Thak you! The fleece sounds like a great idea, I am afraid she is going to hurt her legs or toes trying to walk around on the bottom of the cage. I also saw her almost fall backward when she had just dozed off right before bed time, is that normal too?


----------



## Jony N Me (Sep 20, 2012)

Mine hasn't done that but she's was really clumsy. Im thinking that's normal. I have a large cage now ( she's almost 6 mo old) but when I first got her I kept her in a smaller cage with low perches because she would be falling alllll over the place, breaking feathers etc. I didn't use the fleece, I found out about it after the fact but what I did do was lined the bottom of the cage with paper to make a flat base.then I threw a little bit of seed on the ground as well. Trust me... They learn quick, your Tiel will be running all over the place soon


----------



## roxy culver (May 27, 2010)

> , I am afraid she is going to hurt her legs or toes trying to walk around on the bottom of the cage.

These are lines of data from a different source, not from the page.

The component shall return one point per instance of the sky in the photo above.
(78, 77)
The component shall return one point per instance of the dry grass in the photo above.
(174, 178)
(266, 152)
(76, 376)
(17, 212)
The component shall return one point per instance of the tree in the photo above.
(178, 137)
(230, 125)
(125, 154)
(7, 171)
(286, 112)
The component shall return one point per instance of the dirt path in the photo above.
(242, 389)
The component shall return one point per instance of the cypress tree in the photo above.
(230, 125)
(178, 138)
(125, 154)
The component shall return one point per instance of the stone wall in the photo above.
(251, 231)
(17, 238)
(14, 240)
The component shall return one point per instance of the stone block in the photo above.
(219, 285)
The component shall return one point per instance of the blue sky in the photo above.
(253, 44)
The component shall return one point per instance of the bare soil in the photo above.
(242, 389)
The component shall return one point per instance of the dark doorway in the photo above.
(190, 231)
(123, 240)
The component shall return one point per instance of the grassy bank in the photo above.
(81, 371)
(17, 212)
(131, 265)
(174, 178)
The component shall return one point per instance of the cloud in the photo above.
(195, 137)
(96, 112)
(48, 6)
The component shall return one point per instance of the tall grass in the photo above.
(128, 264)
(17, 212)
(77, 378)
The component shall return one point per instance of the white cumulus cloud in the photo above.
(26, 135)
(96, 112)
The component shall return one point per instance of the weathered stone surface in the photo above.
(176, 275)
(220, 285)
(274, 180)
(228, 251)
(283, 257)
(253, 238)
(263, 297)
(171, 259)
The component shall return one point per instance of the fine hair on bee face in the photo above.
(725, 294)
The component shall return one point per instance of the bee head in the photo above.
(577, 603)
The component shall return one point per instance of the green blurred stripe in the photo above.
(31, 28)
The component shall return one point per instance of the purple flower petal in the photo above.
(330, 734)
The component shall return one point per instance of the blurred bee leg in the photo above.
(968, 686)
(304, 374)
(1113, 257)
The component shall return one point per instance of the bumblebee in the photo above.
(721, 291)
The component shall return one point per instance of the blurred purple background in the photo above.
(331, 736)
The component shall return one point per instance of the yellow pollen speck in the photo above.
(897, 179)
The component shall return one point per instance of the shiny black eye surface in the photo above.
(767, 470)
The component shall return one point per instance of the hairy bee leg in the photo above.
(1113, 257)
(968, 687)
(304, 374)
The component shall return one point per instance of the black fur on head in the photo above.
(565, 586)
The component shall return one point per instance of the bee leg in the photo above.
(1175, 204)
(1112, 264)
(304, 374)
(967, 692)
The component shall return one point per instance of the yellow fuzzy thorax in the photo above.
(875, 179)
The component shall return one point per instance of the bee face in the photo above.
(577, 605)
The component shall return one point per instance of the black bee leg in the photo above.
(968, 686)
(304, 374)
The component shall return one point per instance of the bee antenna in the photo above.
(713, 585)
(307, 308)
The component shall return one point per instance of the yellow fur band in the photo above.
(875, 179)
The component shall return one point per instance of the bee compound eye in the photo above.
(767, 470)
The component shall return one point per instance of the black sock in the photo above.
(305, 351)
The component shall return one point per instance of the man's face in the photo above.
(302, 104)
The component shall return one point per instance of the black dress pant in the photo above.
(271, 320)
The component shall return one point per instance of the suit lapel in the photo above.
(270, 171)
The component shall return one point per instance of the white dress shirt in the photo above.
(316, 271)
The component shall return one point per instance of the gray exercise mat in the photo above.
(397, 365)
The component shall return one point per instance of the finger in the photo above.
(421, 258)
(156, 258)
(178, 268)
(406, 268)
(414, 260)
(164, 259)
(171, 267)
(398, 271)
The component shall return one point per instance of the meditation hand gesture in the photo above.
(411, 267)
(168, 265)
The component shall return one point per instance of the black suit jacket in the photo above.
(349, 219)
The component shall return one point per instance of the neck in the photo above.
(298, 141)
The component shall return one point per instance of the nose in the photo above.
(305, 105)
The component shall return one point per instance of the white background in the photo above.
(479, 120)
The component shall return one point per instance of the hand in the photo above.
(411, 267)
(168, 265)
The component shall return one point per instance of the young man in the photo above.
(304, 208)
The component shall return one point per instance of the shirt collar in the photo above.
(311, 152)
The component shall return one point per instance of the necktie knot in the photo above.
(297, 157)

What kind of cage bottom do you have that you worry about this?

Baby tiels are very clumsy and fall all the time. They will sometimes fall in the night too and I'm pretty sure this is what causes the night frights during that time, as they spook themselves and everyone else in the cage.


----------



## bassamgaillany (Nov 16, 2012)

Absolutely  Baby tiels are clumsy and that's normal.


----------



## ricky_the_bird (Nov 24, 2012)

roxy culver said:


> What kind of cage bottom do you have that you worry about this?
> 
> Baby tiels are very clumsy and fall all the time. They will sometimes fall in the night too and I'm pretty sure this is what causes the night frights during that time, as they spook themselves and everyone else in the cage.



Its the kind of bottom I guess you would call "grated"? it allows the poop to fall through to the tray. the spacing between the bars are big enough to let her feet go through so I was concerned about her breaking a bone so I took it out of the cage all together so she has the now flat bottom of her cage to walk around on.


----------



## ricky_the_bird (Nov 24, 2012)

Jony N Me said:


> Mine hasn't done that but she's was really clumsy. Im thinking that's normal. I have a large cage now ( she's almost 6 mo old) but when I first got her I kept her in a smaller cage with low perches because she would be falling alllll over the place, breaking feathers etc. I didn't use the fleece, I found out about it after the fact but what I did do was lined the bottom of the cage with paper to make a flat base.then I threw a little bit of seed on the ground as well. Trust me... They learn quick, your Tiel will be running all over the place soon



Thanks for the info! she is becoming more coordinated everyday!


----------